TSMC is a law-abiding company that also values its relationship with key customers. However, TSMC is listed both in Taiwan and the US stock markets, so it must be regulated by Taiwan and United States regulations. In addition, the majority of TSMC’s manufacturing equipment is from American companies. According to our latest statistical data, the share of the top three US semiconductor equipment companies (including AMAT, Lam Research, KLA) in total was more than 40% in 2019. Another leading semiconductor equipment company is the Dutch company, ASML, but it also has a US listing. So US-listed companies have a decisive influence.
TSMC will feel compelled to follow the new US BIS restrictions and will not take new orders from Huawei after the cut-off date – 15 May 2020, and will need to clear the WIP (wafer in process) within 120 days.
Notably, the ban will affect not only TSMC but also other vendors in the semiconductor supply chain, such as electronic design automation (EDA) vendors, fabless and other foundries. The top three EDA vendors are all US companies, and Hisilicon is bound to be affected for the design of new chips.
The impact of the new regulation on TSMC’s business
Huawei is used to relying on TSMC to produce:
- High-performance APs for smartphones, including Kirin 980 (7nm), 990 (7nm), and 1020 (5nm).
- Chips for 5G base station, including Tiangang (7nm).
- Chips for data center and cloud computing, including Kunpeng (7nm), Ascend 310 (12nm), and Ascend 910 (7nm).
We believe the new regulations will not have a significant impact on TSMC’s short term business since the BIS gave enough buffer time for TSMC and Huawei to clear their WIP. Huawei accounted for about 10-15% of TSMC’s business in 2019, thanks to the urgent orders in response to the US trade war. The share of Huawei’s smartphone accounted for 16.6% in 2020 Q1 according to the latest research from Counterpoint’s Market Monitor service. However, as long as demand remains, other smartphone companies, such as Xiaomi, Oppo and Vivo, will likely fill the gaps.
On the other hand, the new restriction will still impact on TSMC’s business in the long run. The impact on TSMC from the loss of Huawei as a key customer will be the future development of new processes (e.g. 3nm, 2nm). Huawei has been a good customer of TSMC and is willing to work with TSMC on new process development.
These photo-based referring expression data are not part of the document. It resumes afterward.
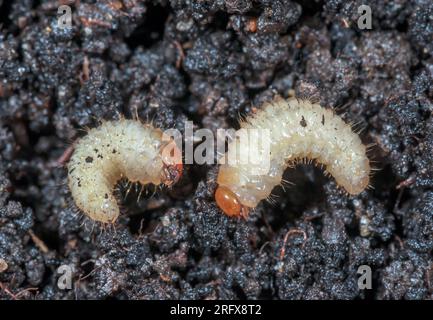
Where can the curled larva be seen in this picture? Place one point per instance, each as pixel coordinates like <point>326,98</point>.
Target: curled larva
<point>298,129</point>
<point>115,150</point>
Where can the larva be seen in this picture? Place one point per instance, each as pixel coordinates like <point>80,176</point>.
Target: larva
<point>115,150</point>
<point>298,129</point>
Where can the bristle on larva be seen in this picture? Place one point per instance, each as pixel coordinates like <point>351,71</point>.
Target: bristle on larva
<point>298,130</point>
<point>115,150</point>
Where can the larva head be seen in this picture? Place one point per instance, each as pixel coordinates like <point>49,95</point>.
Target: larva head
<point>229,203</point>
<point>172,164</point>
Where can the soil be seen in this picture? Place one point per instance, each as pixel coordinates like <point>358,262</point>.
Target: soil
<point>210,62</point>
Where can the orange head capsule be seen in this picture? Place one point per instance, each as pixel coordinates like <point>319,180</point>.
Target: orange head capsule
<point>229,203</point>
<point>173,166</point>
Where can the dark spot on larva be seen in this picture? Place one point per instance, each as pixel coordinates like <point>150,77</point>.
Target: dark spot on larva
<point>303,122</point>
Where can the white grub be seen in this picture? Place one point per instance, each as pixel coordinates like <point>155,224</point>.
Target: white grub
<point>115,150</point>
<point>299,130</point>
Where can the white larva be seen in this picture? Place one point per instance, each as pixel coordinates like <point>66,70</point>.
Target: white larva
<point>115,150</point>
<point>299,129</point>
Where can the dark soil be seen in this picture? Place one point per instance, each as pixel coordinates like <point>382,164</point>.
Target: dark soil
<point>211,61</point>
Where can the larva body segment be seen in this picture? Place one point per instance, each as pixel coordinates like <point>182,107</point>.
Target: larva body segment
<point>298,129</point>
<point>115,150</point>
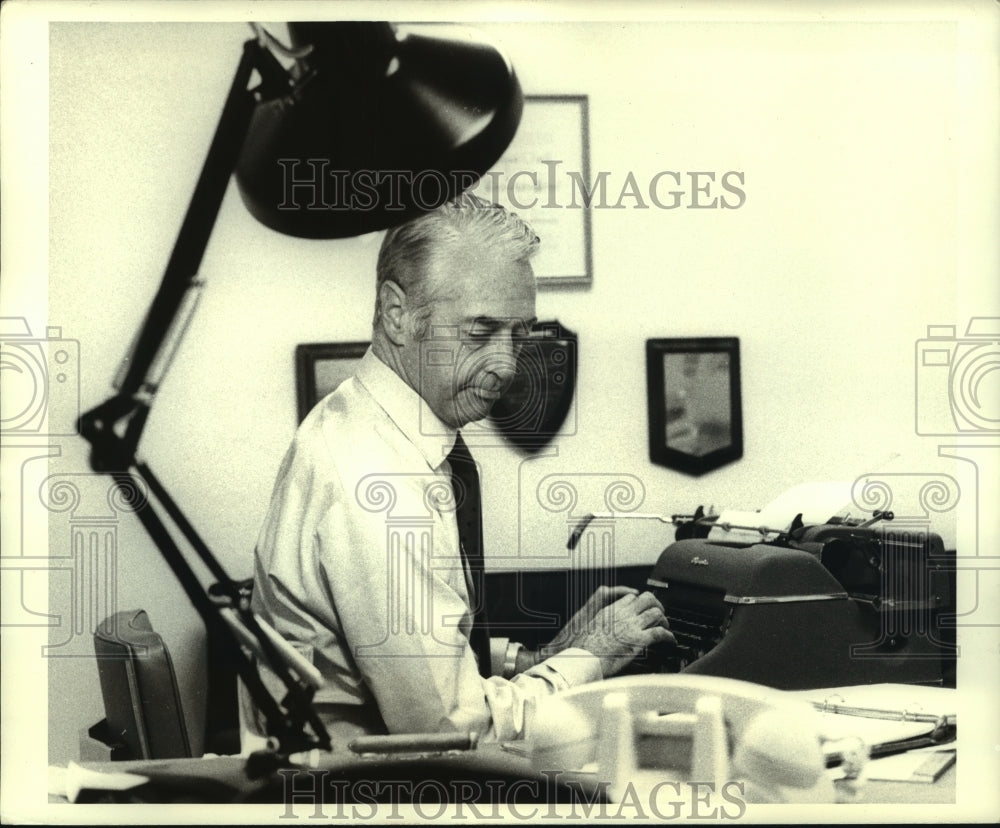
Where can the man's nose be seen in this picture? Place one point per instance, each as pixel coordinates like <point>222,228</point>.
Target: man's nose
<point>501,360</point>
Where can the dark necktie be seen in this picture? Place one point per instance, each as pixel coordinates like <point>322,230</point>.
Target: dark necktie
<point>468,513</point>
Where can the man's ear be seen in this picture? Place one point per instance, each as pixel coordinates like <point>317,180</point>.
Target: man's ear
<point>392,300</point>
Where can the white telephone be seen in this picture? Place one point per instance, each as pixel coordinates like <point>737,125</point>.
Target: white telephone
<point>641,730</point>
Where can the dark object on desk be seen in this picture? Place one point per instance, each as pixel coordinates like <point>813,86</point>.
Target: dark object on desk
<point>145,719</point>
<point>144,710</point>
<point>819,606</point>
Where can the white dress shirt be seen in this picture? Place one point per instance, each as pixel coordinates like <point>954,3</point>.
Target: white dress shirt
<point>358,565</point>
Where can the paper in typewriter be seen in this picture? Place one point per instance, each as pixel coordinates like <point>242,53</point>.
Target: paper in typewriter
<point>817,502</point>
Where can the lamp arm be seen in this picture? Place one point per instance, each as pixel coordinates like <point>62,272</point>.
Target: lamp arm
<point>115,426</point>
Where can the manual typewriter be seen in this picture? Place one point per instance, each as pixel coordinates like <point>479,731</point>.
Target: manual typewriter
<point>815,606</point>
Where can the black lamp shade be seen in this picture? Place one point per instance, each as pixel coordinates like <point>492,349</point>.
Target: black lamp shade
<point>381,125</point>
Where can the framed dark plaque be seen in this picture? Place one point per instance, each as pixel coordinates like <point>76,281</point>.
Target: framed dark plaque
<point>695,411</point>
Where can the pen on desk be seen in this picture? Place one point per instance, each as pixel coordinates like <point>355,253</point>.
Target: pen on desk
<point>414,742</point>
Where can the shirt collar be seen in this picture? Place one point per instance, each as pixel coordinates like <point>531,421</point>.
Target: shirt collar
<point>432,437</point>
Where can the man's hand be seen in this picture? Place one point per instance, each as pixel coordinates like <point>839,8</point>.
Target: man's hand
<point>616,624</point>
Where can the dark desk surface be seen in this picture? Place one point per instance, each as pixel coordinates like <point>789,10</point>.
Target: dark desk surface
<point>222,779</point>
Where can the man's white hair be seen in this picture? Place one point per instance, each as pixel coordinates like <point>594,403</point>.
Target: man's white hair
<point>408,250</point>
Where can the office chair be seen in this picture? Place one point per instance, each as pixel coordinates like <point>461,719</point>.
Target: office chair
<point>144,710</point>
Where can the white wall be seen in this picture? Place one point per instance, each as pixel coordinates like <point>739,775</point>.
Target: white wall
<point>855,146</point>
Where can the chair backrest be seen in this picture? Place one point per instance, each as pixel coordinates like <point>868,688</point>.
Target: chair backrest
<point>139,688</point>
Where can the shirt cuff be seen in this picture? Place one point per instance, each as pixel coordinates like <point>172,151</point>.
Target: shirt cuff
<point>577,666</point>
<point>498,655</point>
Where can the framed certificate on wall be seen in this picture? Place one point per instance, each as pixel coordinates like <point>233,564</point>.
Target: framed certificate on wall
<point>544,177</point>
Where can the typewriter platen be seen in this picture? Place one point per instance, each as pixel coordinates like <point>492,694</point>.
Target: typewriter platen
<point>814,606</point>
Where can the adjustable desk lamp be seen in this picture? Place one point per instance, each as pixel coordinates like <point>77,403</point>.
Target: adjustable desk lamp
<point>381,125</point>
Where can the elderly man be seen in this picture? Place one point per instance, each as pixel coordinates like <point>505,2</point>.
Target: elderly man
<point>369,560</point>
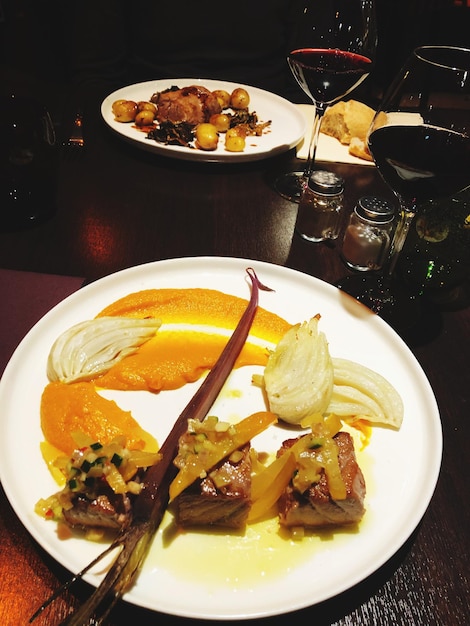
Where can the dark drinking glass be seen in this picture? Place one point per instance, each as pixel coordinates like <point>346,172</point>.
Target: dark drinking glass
<point>27,164</point>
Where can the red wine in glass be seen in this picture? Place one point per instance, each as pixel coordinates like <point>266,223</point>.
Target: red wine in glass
<point>326,75</point>
<point>333,45</point>
<point>411,161</point>
<point>420,141</point>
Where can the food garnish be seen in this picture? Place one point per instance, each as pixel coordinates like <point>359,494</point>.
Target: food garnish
<point>301,379</point>
<point>364,393</point>
<point>298,377</point>
<point>92,347</point>
<point>152,501</point>
<point>203,448</point>
<point>100,482</point>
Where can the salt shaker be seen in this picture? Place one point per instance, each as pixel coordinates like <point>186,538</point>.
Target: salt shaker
<point>368,235</point>
<point>320,207</point>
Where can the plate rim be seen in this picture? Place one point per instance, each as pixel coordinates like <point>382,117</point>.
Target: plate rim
<point>185,154</point>
<point>230,263</point>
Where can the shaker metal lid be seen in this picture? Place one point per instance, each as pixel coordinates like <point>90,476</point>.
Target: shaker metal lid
<point>375,209</point>
<point>326,183</point>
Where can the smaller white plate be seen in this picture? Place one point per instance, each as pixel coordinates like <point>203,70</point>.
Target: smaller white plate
<point>288,124</point>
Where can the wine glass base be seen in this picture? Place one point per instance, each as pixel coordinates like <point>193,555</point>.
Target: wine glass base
<point>290,185</point>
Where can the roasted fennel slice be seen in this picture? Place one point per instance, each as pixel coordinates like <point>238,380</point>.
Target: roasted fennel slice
<point>298,377</point>
<point>363,393</point>
<point>91,348</point>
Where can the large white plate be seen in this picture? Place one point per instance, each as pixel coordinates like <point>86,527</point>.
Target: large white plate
<point>224,576</point>
<point>287,129</point>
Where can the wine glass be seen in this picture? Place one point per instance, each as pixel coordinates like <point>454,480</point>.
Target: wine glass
<point>332,51</point>
<point>420,142</point>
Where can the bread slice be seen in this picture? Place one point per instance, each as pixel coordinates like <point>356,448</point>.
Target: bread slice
<point>345,120</point>
<point>359,148</point>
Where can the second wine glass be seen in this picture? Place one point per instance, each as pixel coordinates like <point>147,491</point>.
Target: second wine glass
<point>332,51</point>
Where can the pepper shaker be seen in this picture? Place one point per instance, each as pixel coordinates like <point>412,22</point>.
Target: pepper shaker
<point>368,235</point>
<point>320,207</point>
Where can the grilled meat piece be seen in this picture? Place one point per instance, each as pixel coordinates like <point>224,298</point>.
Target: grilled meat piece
<point>315,507</point>
<point>193,104</point>
<point>106,510</point>
<point>220,499</point>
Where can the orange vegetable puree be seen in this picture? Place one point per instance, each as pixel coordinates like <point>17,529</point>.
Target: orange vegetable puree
<point>168,361</point>
<point>197,306</point>
<point>173,358</point>
<point>77,407</point>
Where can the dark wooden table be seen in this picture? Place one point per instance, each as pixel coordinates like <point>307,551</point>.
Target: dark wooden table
<point>118,206</point>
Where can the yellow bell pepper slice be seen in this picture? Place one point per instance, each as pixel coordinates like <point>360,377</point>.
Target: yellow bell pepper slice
<point>197,467</point>
<point>268,485</point>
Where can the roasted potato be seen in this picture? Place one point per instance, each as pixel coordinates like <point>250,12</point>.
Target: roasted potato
<point>124,110</point>
<point>240,98</point>
<point>235,140</point>
<point>147,106</point>
<point>223,97</point>
<point>221,121</point>
<point>207,136</point>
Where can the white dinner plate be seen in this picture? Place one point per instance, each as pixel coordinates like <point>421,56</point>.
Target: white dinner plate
<point>288,124</point>
<point>258,573</point>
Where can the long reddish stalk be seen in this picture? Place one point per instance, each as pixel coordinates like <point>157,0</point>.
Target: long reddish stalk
<point>150,505</point>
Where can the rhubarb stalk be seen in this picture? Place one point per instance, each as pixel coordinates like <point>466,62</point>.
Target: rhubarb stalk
<point>149,507</point>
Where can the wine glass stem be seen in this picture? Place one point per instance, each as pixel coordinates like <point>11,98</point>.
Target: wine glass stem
<point>407,214</point>
<point>312,149</point>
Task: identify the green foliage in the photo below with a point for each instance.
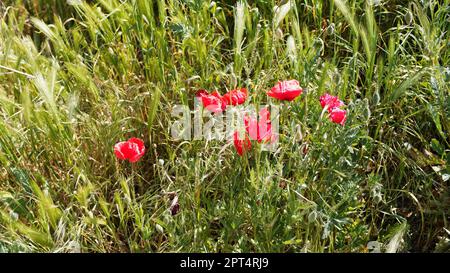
(78, 76)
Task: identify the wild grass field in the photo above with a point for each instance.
(79, 76)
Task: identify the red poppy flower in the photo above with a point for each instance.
(286, 90)
(331, 101)
(131, 150)
(214, 102)
(241, 145)
(338, 116)
(260, 131)
(236, 96)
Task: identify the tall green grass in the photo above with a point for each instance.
(76, 77)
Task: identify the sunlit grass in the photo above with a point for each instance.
(77, 77)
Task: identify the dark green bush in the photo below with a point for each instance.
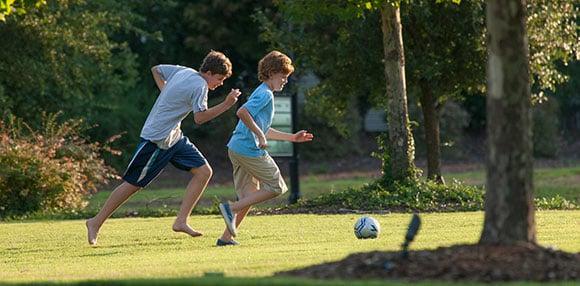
(415, 196)
(48, 170)
(418, 196)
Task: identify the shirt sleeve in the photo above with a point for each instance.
(257, 101)
(167, 71)
(199, 99)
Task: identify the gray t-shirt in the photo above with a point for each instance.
(185, 91)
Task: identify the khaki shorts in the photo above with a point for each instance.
(256, 173)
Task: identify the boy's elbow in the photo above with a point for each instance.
(241, 112)
(198, 119)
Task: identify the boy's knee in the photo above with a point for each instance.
(204, 171)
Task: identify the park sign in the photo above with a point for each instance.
(282, 121)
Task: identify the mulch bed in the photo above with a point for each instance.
(482, 263)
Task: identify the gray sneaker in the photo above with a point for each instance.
(229, 217)
(221, 242)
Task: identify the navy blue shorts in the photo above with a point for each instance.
(149, 160)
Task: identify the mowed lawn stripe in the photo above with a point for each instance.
(147, 248)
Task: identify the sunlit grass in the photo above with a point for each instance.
(147, 248)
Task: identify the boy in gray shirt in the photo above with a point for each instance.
(183, 90)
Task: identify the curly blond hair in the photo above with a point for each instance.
(274, 62)
(216, 63)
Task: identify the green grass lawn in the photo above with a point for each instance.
(146, 248)
(547, 183)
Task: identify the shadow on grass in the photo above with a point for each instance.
(217, 279)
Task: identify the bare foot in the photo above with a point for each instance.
(185, 228)
(92, 232)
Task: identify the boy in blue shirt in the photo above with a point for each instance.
(257, 178)
(183, 90)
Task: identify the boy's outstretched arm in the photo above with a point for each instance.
(248, 120)
(298, 137)
(158, 78)
(211, 113)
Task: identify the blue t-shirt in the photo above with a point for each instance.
(260, 105)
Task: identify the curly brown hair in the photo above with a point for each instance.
(216, 63)
(273, 63)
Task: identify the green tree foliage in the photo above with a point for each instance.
(8, 7)
(444, 49)
(64, 58)
(49, 169)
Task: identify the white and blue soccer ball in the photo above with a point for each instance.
(367, 227)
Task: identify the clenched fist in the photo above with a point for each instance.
(232, 97)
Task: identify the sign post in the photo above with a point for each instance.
(285, 121)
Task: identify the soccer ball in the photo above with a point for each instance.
(367, 227)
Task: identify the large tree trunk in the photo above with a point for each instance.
(401, 147)
(509, 210)
(432, 137)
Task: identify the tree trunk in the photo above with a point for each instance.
(432, 138)
(401, 147)
(509, 210)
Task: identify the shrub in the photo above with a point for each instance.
(47, 170)
(415, 196)
(411, 196)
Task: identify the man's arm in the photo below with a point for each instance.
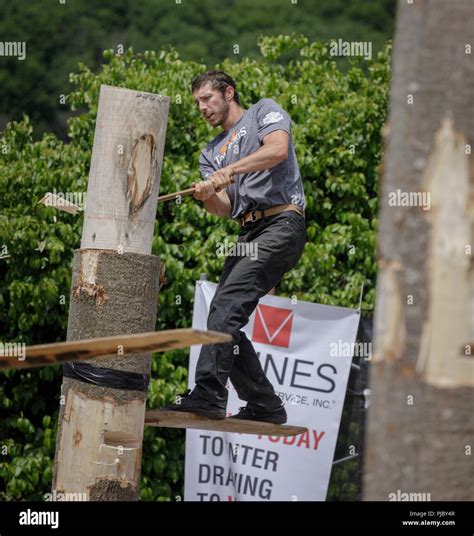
(218, 204)
(273, 151)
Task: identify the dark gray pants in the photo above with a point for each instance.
(243, 282)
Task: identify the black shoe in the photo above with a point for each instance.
(277, 416)
(193, 404)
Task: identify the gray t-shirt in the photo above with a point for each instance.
(260, 189)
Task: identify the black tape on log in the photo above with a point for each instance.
(105, 377)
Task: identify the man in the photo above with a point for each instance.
(251, 174)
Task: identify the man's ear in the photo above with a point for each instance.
(229, 93)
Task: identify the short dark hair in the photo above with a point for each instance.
(219, 80)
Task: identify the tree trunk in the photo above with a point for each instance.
(420, 420)
(114, 291)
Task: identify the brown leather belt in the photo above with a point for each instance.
(258, 214)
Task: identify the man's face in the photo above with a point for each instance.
(212, 104)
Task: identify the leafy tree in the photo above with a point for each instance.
(337, 121)
(59, 35)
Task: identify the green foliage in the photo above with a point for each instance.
(59, 35)
(337, 121)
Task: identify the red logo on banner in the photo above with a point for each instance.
(272, 325)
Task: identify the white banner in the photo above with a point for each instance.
(305, 350)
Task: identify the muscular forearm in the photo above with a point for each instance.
(218, 204)
(266, 157)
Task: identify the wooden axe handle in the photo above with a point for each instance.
(182, 193)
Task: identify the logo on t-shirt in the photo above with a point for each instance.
(272, 117)
(233, 140)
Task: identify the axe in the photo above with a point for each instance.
(182, 193)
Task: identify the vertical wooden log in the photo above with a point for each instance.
(420, 425)
(114, 291)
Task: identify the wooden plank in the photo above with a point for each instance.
(81, 350)
(182, 419)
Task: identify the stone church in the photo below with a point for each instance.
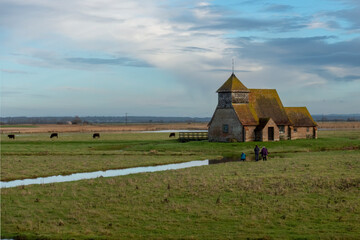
(244, 115)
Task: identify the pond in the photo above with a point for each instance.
(111, 173)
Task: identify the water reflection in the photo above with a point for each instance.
(108, 173)
(225, 160)
(113, 173)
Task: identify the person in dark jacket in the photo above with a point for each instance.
(243, 157)
(256, 150)
(264, 152)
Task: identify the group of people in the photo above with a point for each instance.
(264, 152)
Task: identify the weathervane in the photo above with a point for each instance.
(232, 66)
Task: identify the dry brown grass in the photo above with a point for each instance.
(44, 128)
(340, 125)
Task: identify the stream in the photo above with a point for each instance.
(111, 173)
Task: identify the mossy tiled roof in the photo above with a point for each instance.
(300, 117)
(267, 104)
(233, 84)
(246, 114)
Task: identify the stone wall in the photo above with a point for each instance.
(240, 97)
(302, 133)
(221, 117)
(249, 133)
(264, 133)
(224, 100)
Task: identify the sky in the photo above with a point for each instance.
(168, 58)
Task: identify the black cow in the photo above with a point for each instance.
(11, 136)
(54, 135)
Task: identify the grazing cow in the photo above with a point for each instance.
(11, 136)
(54, 135)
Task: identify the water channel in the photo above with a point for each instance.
(111, 173)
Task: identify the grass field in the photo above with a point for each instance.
(309, 189)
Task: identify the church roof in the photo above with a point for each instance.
(300, 117)
(233, 84)
(267, 104)
(246, 114)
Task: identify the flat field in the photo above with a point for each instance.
(308, 189)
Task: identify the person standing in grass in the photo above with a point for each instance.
(243, 156)
(256, 150)
(264, 152)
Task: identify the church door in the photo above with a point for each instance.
(271, 133)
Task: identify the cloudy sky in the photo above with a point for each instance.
(168, 58)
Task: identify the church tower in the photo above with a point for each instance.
(232, 91)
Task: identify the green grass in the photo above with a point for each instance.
(25, 126)
(309, 189)
(34, 155)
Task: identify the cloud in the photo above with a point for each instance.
(312, 51)
(285, 24)
(11, 71)
(124, 61)
(278, 8)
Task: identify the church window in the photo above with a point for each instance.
(281, 129)
(225, 128)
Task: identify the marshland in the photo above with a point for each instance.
(307, 189)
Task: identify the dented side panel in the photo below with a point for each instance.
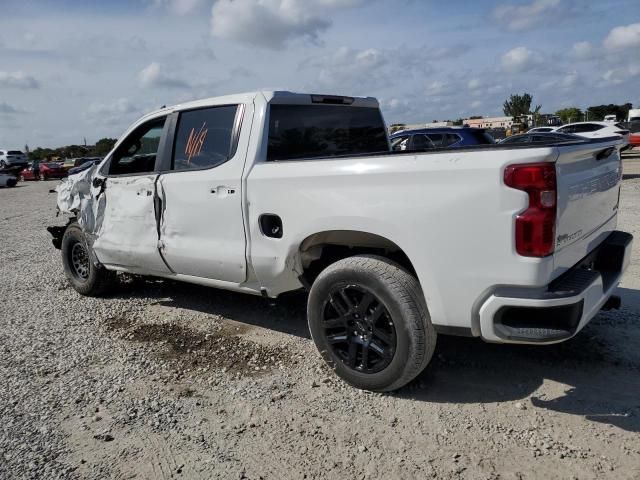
(128, 234)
For example, at 16nm, Huawei was the first customer to place an order with TSMC. Also, Huawei is one of the key customers in 7nm and 5nm. The development of new processes is very costly and risky, so only large companies (such as Apple, AMD, Huawei, Qualcomm) can afford to pay towards the initial development costs. Besides, a variety of products from different customers can help to optimize process parameters and yields for the development of new processes. MediaTek and Qualcomm may benefit if Huawei’s mobile phone market share is replaced by other vendors. However, Mediatek prefers to use mature processes, rather than newer more costly and potentially riskier processes. As a result, TSMC will have one less partner who can co-develop new processes. Also, the ASP of the mature process is less than that of the new process, so TSMC’s revenue will likely suffer more.
Furthermore, this restriction will also impact the development of China’s 5G and affect the demand for chips for 5G infrastructure. Huawei launched the world’s first core chip specifically designed for 5G base stations in early 2019, the Huawei Tiangang. And Huawei has achieved more than 50% market share in the recent 5G base station bidding; it will not be easy to quickly replace Huawei.